In civilian life Charles Kearns had been a sheet-metal worker in Belfast with weekly wages of £3 10s., which he gave to his mother Annie Kearns for her support. She was awarded a gratuity or dependant’s allowance of £50 in December 1924. One document in the pension file refers to Annie Kearns’s and others’ knowledge of ‘the murder of her son and the stealing of his personal belongings’. See Solicitor Thomas Maguire to Army Pensions Department, 20 Aug. 1924, MSPC/2D298 (Military Archives). The belated efforts of the Irish military authorities to unearth further details about Kearns’s death were unsuccessful.

Charles Kearns and his wife Annie appear in both the 1901 and 1911 censuses as residents of 23 Crocus Street in Belfast—the same address later given by the Irish National Army as the address of the deceased Sergeant Charles Kearns.
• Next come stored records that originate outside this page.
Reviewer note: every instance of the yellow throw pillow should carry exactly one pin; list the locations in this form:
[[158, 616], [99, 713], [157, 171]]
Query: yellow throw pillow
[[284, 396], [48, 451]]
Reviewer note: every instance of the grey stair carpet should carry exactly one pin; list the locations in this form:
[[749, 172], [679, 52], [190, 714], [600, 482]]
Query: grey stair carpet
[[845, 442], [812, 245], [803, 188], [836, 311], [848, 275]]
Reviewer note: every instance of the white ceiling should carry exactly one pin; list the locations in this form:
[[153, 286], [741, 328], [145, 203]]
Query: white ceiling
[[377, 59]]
In the 1911 census the six co-resident children of Charles and Annie Kearns are listed. There were then four sons and two daughters ranging in age from 2 to 15. There was no child named Charles among them, and only six children had been born. The father’s occupation was listed in 1901 and 1911 as ‘lithographic artist’. The eldest child in 1911 was Walter Kearns (aged 15). His parents had then been married for 16 years. It is barely possible that a son named Charles was neither resident nor enumerated in 1911. That appears to be the only sensible conclusion, but one cannot be certain. Another possibility is that son James (aged 9 in 1911) later began using his father’s forename.